A gauge of lenders climbed, with National Bank of Greece SA rallying 24 percent and Barclays Plc advancing 6.9 percent. Man Group Plc, the world’s largest publicly traded hedge-fund manager, surged the most in four years as regulators cut the amount of capital it must hold. Volkswagen AG and Pirelli & C. SpA slid more than 4 percent as auto-industry shares declined.
The Stoxx Europe 600 Index rose 1.8 percent to 292.39 this week, even after dropping 0.9 percent yesterday as U.S. retail sales and consumer confidence missed forecasts. The gauge had fallen for three straight weeks, the longest stretch of losses in more than 10 months. The benchmark measure has gained 4.5 percent this year as American lawmakers agreed on a compromise budget and data on housing and jobs fueled optimism the world’s biggest economy is recovering.

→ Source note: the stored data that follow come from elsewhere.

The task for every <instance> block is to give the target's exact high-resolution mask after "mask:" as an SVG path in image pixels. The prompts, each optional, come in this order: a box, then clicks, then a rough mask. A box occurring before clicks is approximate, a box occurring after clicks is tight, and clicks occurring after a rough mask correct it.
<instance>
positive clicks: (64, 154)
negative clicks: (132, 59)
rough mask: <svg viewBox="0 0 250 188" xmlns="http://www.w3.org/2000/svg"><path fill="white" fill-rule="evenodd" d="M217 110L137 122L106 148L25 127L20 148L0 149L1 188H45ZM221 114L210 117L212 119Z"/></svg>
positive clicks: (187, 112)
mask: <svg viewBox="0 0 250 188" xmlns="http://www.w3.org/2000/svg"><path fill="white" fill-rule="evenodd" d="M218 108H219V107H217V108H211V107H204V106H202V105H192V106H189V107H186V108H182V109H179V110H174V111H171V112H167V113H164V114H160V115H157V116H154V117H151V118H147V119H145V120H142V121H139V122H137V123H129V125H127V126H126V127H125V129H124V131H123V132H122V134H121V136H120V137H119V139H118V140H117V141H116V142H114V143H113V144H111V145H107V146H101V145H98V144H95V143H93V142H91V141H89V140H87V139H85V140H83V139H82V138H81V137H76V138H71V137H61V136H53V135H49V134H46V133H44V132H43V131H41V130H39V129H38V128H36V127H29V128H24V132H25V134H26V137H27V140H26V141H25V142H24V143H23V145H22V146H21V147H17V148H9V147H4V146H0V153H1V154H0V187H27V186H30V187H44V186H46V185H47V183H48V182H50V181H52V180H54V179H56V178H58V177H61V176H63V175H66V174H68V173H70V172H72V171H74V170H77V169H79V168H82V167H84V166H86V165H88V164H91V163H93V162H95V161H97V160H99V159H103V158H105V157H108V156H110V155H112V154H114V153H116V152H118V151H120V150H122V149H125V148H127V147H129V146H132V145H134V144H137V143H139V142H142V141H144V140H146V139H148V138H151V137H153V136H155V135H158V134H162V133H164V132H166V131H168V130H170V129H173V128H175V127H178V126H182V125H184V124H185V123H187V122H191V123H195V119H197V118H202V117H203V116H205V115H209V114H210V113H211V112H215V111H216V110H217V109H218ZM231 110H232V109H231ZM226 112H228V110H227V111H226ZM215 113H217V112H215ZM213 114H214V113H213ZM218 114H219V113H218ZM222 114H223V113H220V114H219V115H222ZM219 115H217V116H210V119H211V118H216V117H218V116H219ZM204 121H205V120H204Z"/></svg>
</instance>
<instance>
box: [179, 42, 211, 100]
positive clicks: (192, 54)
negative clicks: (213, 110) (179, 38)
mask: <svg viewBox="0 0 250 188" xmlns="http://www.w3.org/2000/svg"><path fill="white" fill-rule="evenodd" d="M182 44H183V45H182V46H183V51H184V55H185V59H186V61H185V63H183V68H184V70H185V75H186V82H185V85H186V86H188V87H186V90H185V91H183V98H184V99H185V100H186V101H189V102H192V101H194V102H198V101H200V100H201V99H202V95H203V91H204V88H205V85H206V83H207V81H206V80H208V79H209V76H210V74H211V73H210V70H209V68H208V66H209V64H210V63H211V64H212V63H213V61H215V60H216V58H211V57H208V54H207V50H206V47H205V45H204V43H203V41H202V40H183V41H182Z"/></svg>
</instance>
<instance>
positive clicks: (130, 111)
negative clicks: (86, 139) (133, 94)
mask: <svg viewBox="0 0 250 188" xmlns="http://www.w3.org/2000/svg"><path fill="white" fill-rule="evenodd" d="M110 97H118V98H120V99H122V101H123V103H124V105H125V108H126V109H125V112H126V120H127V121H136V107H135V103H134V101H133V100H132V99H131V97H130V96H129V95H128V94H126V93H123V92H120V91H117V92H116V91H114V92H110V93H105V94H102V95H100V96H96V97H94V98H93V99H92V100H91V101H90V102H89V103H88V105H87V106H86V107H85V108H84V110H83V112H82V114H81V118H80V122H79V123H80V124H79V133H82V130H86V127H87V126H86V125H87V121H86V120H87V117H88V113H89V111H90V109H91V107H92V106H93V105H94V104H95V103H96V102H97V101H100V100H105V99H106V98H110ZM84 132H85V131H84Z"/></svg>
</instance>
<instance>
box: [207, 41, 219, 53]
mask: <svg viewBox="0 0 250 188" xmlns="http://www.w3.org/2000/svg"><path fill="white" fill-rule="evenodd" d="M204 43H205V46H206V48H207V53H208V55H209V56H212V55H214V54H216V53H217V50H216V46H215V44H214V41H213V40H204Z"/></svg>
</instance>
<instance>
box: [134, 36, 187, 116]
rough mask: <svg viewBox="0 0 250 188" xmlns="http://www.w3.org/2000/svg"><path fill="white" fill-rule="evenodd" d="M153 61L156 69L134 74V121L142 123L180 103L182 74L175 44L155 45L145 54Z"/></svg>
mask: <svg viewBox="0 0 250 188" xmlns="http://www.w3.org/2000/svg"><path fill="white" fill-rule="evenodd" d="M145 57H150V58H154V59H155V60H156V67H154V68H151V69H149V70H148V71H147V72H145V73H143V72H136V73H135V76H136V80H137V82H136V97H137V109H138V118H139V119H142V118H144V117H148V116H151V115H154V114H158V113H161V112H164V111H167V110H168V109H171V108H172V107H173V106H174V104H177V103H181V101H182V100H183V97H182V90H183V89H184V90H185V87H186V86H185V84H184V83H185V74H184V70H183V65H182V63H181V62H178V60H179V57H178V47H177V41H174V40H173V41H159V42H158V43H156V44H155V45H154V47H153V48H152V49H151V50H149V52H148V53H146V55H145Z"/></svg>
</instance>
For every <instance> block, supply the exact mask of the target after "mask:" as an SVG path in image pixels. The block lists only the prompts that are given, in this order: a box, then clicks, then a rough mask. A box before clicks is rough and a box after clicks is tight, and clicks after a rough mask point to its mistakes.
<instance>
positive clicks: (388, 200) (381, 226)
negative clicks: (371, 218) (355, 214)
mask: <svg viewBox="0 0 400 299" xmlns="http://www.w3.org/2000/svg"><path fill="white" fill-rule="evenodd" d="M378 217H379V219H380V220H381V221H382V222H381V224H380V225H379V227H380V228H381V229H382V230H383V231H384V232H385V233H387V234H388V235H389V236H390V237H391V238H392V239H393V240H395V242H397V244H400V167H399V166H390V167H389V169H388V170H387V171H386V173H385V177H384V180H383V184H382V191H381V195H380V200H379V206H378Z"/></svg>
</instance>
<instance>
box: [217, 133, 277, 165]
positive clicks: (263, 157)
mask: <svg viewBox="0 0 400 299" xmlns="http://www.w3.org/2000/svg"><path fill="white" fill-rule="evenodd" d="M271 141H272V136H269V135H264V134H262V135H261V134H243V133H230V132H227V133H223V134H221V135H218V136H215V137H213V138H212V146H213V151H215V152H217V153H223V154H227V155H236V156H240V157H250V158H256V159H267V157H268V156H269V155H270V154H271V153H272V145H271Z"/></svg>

“The week was pretty mixed data-wise, but China saved the world,” said Christian Zogg, who manages about $540 million as head of equity and fixed income at LLB Asset Management AG in Vaduz, Liechtenstein. “The poor figures out of Europe and the U.S. at the end of last week suggested that the central banks can run a loose monetary policy for a much longer time. Financial shares got a pretty strong boost from that. Sentiment isn’t exactly euphoric, but stocks offer the best yield on the capital market.”
National benchmark indexes rose in all of the 18 western European markets this week, except Iceland. The U.K.’s FTSE 100 added 2.2 percent, while France’s CAC 40 increased 1.8 percent and Germany’s DAX gained 1.1 percent. Greece’s ASE Index surged 13 percent for the biggest jump in nine months and Portugal’s PSI-20 jumped 5.1 percent, the most since September.

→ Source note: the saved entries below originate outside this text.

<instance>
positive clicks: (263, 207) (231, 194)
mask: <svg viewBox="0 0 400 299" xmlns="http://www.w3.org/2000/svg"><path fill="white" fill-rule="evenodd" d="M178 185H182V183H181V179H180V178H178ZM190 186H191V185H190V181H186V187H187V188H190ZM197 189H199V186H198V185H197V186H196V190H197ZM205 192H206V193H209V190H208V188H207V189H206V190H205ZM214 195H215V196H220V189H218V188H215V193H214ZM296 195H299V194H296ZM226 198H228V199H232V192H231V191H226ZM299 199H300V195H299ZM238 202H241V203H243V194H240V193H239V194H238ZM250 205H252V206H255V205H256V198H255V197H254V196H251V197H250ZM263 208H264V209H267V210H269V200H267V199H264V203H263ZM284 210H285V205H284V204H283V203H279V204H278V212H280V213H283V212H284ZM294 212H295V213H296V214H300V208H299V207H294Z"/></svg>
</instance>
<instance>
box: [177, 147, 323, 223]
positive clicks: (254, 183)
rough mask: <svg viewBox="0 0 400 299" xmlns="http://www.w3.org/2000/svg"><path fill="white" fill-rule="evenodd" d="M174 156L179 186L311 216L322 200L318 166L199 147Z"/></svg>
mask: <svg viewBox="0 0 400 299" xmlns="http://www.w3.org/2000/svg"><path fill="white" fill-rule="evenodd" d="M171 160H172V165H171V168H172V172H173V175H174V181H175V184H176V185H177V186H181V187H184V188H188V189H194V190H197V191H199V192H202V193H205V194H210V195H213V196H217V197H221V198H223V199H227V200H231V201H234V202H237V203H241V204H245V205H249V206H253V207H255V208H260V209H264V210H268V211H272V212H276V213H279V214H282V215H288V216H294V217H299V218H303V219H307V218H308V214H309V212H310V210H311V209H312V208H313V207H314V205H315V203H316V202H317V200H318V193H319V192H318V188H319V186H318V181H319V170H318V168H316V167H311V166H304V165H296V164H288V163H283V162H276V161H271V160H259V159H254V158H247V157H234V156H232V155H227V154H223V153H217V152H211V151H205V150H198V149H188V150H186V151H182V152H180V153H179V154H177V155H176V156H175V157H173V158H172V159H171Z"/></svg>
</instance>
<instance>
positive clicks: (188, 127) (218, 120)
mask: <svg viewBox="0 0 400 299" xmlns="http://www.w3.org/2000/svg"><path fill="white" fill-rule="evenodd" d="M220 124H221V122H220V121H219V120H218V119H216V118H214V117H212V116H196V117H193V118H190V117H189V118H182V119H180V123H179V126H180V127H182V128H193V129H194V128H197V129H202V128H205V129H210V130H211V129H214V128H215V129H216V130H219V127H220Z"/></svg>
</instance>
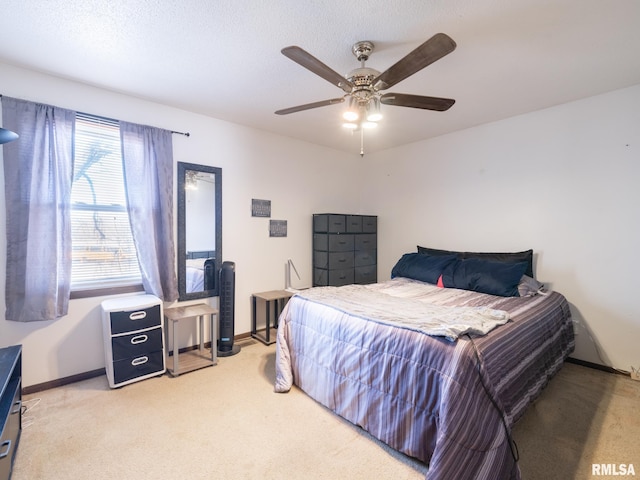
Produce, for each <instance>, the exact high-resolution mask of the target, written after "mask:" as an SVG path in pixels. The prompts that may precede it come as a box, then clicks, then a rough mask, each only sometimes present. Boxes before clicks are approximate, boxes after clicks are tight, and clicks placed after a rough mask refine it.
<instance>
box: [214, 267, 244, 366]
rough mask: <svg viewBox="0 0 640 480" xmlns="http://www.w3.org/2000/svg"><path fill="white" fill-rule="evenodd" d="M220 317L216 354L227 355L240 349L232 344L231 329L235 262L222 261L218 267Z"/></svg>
mask: <svg viewBox="0 0 640 480" xmlns="http://www.w3.org/2000/svg"><path fill="white" fill-rule="evenodd" d="M219 285H220V319H219V327H218V332H219V334H220V340H218V356H220V357H229V356H231V355H235V354H236V353H238V352H239V351H240V346H239V345H234V344H233V330H234V317H235V303H236V264H235V263H233V262H223V263H222V268H221V269H220V284H219Z"/></svg>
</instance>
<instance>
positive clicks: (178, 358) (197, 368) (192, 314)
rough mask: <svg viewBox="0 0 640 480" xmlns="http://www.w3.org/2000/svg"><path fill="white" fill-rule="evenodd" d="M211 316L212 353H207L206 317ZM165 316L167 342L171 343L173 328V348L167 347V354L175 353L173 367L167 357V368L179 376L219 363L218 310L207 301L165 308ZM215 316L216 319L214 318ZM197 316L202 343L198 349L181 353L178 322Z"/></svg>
mask: <svg viewBox="0 0 640 480" xmlns="http://www.w3.org/2000/svg"><path fill="white" fill-rule="evenodd" d="M205 315H208V316H209V331H210V332H211V355H210V356H209V355H207V354H206V352H205V348H204V317H205ZM164 316H165V318H166V319H167V343H169V328H171V330H172V333H173V335H172V338H171V348H167V355H171V354H172V355H173V368H171V367H170V366H169V365H171V363H170V362H169V359H167V366H168V368H167V370H168V371H169V373H170V374H171V375H172V376H174V377H177V376H178V375H180V374H181V373H187V372H191V371H193V370H197V369H199V368H203V367H208V366H211V365H216V364H217V363H218V356H217V347H216V339H217V337H218V334H217V329H216V322H215V320H217V316H218V310H217V309H215V308H213V307H210V306H209V305H207V304H205V303H198V304H196V305H186V306H184V307H172V308H165V310H164ZM214 317H216V318H215V320H214ZM190 318H195V319H197V320H198V325H199V338H200V345H199V348H198V350H188V351H186V352H182V353H180V347H179V346H178V340H177V339H178V323H179V322H180V321H181V320H186V319H190Z"/></svg>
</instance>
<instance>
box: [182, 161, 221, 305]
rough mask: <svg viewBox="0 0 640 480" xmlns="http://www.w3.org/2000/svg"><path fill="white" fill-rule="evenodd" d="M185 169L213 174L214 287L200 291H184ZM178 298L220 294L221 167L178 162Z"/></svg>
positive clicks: (184, 270) (194, 296) (185, 289)
mask: <svg viewBox="0 0 640 480" xmlns="http://www.w3.org/2000/svg"><path fill="white" fill-rule="evenodd" d="M187 170H195V171H198V172H205V173H212V174H214V175H215V182H214V183H215V202H216V208H215V216H216V218H215V232H216V234H215V236H216V238H215V252H216V258H215V267H216V268H215V274H214V275H216V282H215V288H213V289H211V290H203V291H202V292H191V293H187V292H186V285H187V281H186V276H187V241H186V240H187V239H186V223H187V222H186V220H187V219H186V218H185V217H186V194H185V190H184V185H185V177H186V172H187ZM177 258H178V294H179V297H178V300H179V301H184V300H194V299H197V298H207V297H217V296H218V295H219V294H220V288H219V286H218V283H219V282H218V279H217V276H218V272H220V267H221V266H222V168H219V167H210V166H208V165H198V164H195V163H185V162H178V255H177Z"/></svg>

The European Central Bank will look for signs in economic data that inflation may slow more than it anticipates and policy will remain loose for “as long as needed,” according to its monthly bulletin released on April 11
China’s imports rose by a better-than-forecast 14.1 percent in March, while export growth slowed to 10 percent , the customs administration said in Beijing. In Germany, exports fell more than economists estimated in February as the euro area, the country’s biggest trading partner, struggled to emerge from recession.
In the U.S., initial jobless-benefit claims declined more than expected, while retail sales dropped then most in nine months and consumer confidence slid to a nine-month low.

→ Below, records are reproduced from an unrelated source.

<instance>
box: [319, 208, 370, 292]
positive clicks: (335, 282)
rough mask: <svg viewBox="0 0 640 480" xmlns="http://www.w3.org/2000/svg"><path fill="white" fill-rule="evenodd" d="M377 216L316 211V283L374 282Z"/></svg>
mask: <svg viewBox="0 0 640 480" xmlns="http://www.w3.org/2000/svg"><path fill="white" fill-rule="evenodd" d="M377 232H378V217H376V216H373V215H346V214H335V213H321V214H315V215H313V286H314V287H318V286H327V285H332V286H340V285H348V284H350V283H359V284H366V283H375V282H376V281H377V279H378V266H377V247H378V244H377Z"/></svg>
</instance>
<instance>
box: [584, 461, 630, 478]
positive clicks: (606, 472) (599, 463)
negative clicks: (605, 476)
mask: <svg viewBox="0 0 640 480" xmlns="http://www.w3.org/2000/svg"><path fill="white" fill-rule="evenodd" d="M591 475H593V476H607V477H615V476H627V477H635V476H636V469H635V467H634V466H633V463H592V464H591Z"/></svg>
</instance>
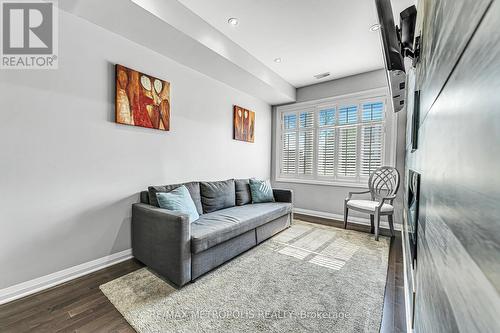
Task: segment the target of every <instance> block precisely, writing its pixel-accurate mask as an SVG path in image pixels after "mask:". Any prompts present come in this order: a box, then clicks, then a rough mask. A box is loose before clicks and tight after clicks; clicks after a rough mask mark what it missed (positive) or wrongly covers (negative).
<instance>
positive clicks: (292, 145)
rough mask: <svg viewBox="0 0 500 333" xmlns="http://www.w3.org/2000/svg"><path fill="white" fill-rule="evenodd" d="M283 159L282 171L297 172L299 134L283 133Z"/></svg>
mask: <svg viewBox="0 0 500 333" xmlns="http://www.w3.org/2000/svg"><path fill="white" fill-rule="evenodd" d="M281 156H282V159H281V172H282V173H283V174H285V175H293V174H295V166H296V164H297V134H296V133H295V132H291V133H285V134H284V135H283V151H282V155H281Z"/></svg>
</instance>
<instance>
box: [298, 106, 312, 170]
mask: <svg viewBox="0 0 500 333" xmlns="http://www.w3.org/2000/svg"><path fill="white" fill-rule="evenodd" d="M299 119H300V121H299V127H300V132H299V165H298V173H299V175H312V174H313V159H314V142H313V141H314V129H313V128H314V112H313V111H307V112H301V113H300V118H299Z"/></svg>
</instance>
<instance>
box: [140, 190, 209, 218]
mask: <svg viewBox="0 0 500 333" xmlns="http://www.w3.org/2000/svg"><path fill="white" fill-rule="evenodd" d="M182 185H184V186H186V188H187V189H188V191H189V194H190V195H191V199H193V202H194V205H195V206H196V210H197V211H198V214H200V215H201V214H203V207H202V206H201V195H200V183H199V182H189V183H184V184H172V185H162V186H150V187H148V193H149V204H150V205H152V206H156V207H160V205H159V204H158V198H157V197H156V193H159V192H160V193H161V192H170V191H173V190H175V189H176V188H178V187H181V186H182Z"/></svg>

Alcoa Inc., the largest U.S. aluminum producer, unofficially kicked off the American earnings season by posting first-quarter profit excluding some items of 11 cents a share. That beat the 9 cent-average analyst estimate.
National Bank of Greece surged 24 percent and Eurobank Ergasias SA more than doubled. The lenders’ planned merger has been postponed and not canceled, Bank of Greece Governor George Provopoulos said, after statements on April 8 that they will be recapitalized separately.
Barclays, Britain’s second-biggest bank, and Banco Espirito Santo SA, Portugal’s largest bank by market value, rose 6.9 percent and 9.5 percent, respectively, as European banking shares posted their biggest advance in three months.
Man Group soared 20 percent, the most since March 2009. Under a new regulatory status approved by the U.K.’s Financial Conduct Authority, Man has become a limited license group instead of a full-scale group, the London-based firm said. The change may boost capital to as much as $920 million from $370 million by January, it said.
Ashmore Group Plc jumped 18 percent, the biggest rally in almost four years, as the assets it oversees increased. The U.K. fund manager that invests in emerging markets reported net inflows of $7.3 billion in the quarter that ended March 31. Assets increased by 9.4 percent to $77.7 billion.
A gauge of carmakers was the only group among 19 in the Stoxx 600 that posted a decline this week. Volkswagen dropped 4.3 percent as Europe’s biggest automaker said global sales growth slowed in March.
Pirelli, the region’s third-largest tiremaker, slumped 11 percent and Continental AG lost 3 percent.
Spirent Communications Plc fell 10 percent to a 14-month low. UBS AG downgraded the U.K. maker of telecommunications testing systems to neutral from buy, citing a slower-than-expected recovery after Seattle-based peer F5 Networks Inc. cut its revenue forecasts last week.